Statistical semantic and clinician confidence analysis for correcting abbreviations and spelling errors in clinical progress notes

https://doi.org/10.1016/j.artmed.2011.08.003Get rights and content

Abstract

Motivation

Progress notes are narrative summaries about the status of patients during the course of treatment or care. Time and efficiency pressures have ensured clinicians’ continued preference for unstructured text over entering data in forms when composing progress notes. The ability to extract meaningful data from the unstructured text contained within the notes is invaluable for retrospective analysis and decision support. The automatic extraction of data from unstructured notes, however, has been largely prevented due to the complexity of handling abbreviations, misspelling, punctuation errors and other types of noise.

Objective

We present a robust system for cleaning noisy progress notes in real-time, with a focus on abbreviations and misspellings.

Methods

The system uses statistical semantic analysis based on Web data and the occasional participation of clinicians to automatically replace abbreviations with the actual senses and misspellings with the correct words.

Results

An accuracy of as high as 88.73% was achieved based only on statistical semantic analysis using Web data. The response time of the system with the caching mechanism enabled is 1.5–2 s per word which is about the same as the average typing speed of clinicians.

Conclusions

The overall accuracy and the response time of the system will improve with time, especially when the confidence mechanism is activated through clinicians’ interactions with the system. This system will be implemented in a clinical information system to drive interactive decision support and analysis functions leading to improved patient care and outcomes.

Introduction

Clinical records consist of a collection of clinical observations, treatment histories and medical test results produced at different stages of patients’ health care. Elements of clinical records include admission notes, progress notes, radiology reports, pathology reports and discharge summaries. Despite containing some coded information, most of the important details in clinical records remain locked away in unstructured text [1]. For this reason, the automatic analysis of clinical records has become an important research area with significance to a variety of systems for reducing medical errors and improving other aspects of health care such as disease surveillance [2].

Our research focuses specifically on the automated analysis of clinical progress notes to provide clinicians with intelligent functions to support their everyday decision making. The urge amongst clinicians for faster text entry while attempting to retain semantic clarity has, however, contributed to the noisy structure of progress notes [3]. A progress note is considered as containing noise when there is potential difference or ambiguity between the surface form of the entered text and the intended content.
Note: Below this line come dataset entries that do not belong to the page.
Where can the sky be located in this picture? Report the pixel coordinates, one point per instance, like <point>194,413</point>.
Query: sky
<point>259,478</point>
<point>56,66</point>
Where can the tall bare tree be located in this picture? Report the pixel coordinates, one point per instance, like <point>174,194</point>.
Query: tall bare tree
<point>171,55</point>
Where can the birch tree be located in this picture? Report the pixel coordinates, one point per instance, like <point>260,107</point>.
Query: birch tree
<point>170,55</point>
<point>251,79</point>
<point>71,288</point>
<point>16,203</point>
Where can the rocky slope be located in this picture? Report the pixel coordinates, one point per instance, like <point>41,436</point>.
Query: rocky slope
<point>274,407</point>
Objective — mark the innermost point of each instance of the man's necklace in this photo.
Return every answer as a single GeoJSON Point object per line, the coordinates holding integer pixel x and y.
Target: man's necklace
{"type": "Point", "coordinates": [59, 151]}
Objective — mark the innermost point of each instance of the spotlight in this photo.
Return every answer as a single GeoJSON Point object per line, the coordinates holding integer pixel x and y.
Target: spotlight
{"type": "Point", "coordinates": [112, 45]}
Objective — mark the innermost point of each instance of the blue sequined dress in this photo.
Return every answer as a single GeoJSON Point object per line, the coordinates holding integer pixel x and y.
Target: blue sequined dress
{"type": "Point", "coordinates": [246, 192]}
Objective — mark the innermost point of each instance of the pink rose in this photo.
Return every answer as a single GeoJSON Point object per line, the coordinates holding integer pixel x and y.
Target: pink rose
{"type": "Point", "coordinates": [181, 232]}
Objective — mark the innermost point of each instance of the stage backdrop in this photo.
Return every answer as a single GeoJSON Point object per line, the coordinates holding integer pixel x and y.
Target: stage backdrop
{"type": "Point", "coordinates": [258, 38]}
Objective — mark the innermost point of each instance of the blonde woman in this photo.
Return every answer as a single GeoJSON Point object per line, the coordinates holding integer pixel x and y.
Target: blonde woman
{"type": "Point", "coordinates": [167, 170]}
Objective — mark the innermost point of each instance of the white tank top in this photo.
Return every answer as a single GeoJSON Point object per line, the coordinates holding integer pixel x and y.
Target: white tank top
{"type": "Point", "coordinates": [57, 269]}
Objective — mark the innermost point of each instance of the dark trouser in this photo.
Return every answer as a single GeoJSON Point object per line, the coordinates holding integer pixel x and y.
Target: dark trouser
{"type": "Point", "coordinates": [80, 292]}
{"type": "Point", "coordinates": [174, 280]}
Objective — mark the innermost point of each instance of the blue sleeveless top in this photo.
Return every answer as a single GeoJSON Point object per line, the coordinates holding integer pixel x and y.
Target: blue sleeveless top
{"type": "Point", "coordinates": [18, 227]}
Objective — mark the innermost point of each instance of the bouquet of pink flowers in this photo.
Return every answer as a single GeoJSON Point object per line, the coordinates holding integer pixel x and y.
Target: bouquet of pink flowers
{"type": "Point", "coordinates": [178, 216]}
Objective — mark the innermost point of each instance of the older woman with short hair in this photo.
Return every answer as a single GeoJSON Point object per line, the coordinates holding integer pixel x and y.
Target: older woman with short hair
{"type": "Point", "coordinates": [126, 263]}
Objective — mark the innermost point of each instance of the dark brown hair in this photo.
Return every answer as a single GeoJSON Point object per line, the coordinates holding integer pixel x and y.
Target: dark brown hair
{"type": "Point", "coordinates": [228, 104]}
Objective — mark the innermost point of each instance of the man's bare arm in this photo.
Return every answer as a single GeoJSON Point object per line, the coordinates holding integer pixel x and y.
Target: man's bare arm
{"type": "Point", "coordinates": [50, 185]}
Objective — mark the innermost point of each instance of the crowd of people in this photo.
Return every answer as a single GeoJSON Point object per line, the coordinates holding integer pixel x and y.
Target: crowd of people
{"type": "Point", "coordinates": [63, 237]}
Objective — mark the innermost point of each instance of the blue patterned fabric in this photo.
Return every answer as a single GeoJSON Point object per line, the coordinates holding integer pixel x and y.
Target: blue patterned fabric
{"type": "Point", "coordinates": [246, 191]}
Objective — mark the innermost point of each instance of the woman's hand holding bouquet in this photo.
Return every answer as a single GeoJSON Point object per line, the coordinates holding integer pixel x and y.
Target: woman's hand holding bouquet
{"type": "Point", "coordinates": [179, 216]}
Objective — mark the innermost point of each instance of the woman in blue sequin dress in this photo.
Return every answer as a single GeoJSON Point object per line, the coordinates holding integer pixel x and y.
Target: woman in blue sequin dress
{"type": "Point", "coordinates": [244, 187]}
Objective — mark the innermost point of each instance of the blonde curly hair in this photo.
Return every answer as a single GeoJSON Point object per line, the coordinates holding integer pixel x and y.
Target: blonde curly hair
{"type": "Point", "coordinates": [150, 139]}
For instance, a clinician could mistakenly enter “pb” instead of the intended “bp” or “blood pressure”. Similarly, the preferential use of acronyms such as “arf” over “acute renal failure”, which could potentially lead to ambiguous interpretations of notes, is another source of noise. The more noise clinicians introduce in their progress notes, the less intelligible the notes will become. Some of the common types of noise are abbreviation, misspelling and punctuation error. From here onwards, abbreviations will be taken to simply mean shortened forms of words (whether common or ad hoc), and can comprise acronyms, initialisms and so on.
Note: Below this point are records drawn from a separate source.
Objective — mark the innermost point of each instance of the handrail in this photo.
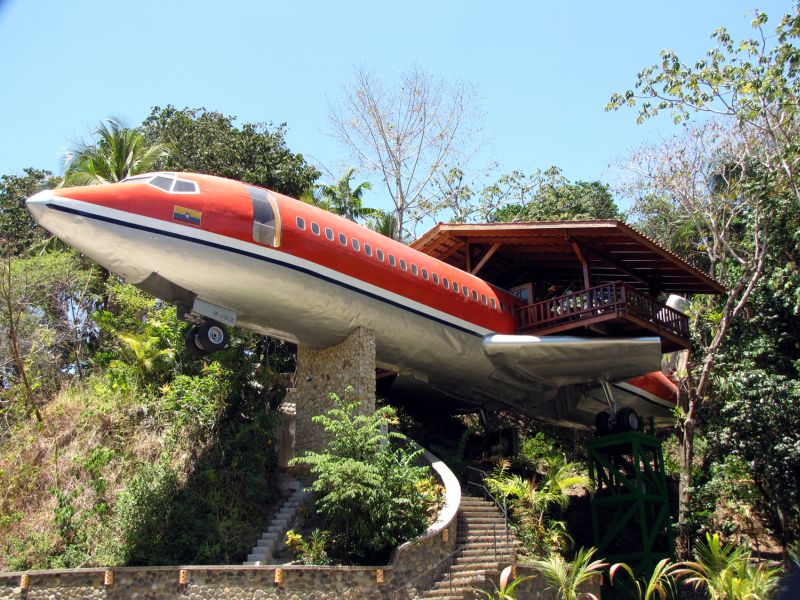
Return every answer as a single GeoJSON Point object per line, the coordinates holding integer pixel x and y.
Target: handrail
{"type": "Point", "coordinates": [615, 297]}
{"type": "Point", "coordinates": [503, 507]}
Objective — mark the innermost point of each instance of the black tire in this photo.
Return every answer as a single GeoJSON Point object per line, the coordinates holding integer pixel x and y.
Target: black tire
{"type": "Point", "coordinates": [212, 336]}
{"type": "Point", "coordinates": [627, 420]}
{"type": "Point", "coordinates": [190, 337]}
{"type": "Point", "coordinates": [601, 423]}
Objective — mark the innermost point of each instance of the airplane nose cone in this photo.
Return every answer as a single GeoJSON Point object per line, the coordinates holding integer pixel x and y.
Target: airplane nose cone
{"type": "Point", "coordinates": [37, 204]}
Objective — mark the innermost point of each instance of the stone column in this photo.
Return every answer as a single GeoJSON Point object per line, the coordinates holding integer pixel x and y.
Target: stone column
{"type": "Point", "coordinates": [321, 371]}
A quick look at the literature reveals that noise remains a major hurdle towards achieving accurate and robust progress note analysis for real-world applications. In the words of Friedlin et al. [4], “A chief barrier to accurate NLP classification was that many free text results disregarded grammatical rules. These reports frequently contained incomplete sentences, spelling errors, and/or lacked proper punctuation”. A missing punctuation mark or a few too many abbreviations can often render standard natural language processing tools such as part-of-speech taggers unusable. To date, most research into progress note analysis remains experimental, and deals with the cleaning phase (also known as normalising) by either ignoring it all together [4], requiring the input data to be cleaned beforehand [5], or using machine learning techniques that are expensive to set up and impractical to deploy. The challenge of achieving complete and accurate progress note analysis, therefore, begins with a robust, practical approach dedicated to cleaning noisy input. The focus of this paper is on addressing this challenge.

Recently, it was suggested that the problem of abbreviation disambiguation is simpler than that of general term disambiguation [6]. A quick look at an actual progress note in Fig. 1 would immediately suggest otherwise. While expanding abbreviations may be relatively straightforward with respect to the biomedical literature [6], [7] or other properly curated texts [8], disambiguating abbreviations in clinical progress notes is definitely non-trivial. A number of problems contributed to the difficulty of achieving real-time performance in progress note analysis amongst existing systems. This paper focuses on the following: (1) nonconformity of the structure of progress notes to conventions, (2) noisy contextual information derived from progress notes, (3) inability of static dictionaries to easily reflect changes in the domain, and (4) problems with machine learning techniques. We will discuss more on these points and other related work in Section 2.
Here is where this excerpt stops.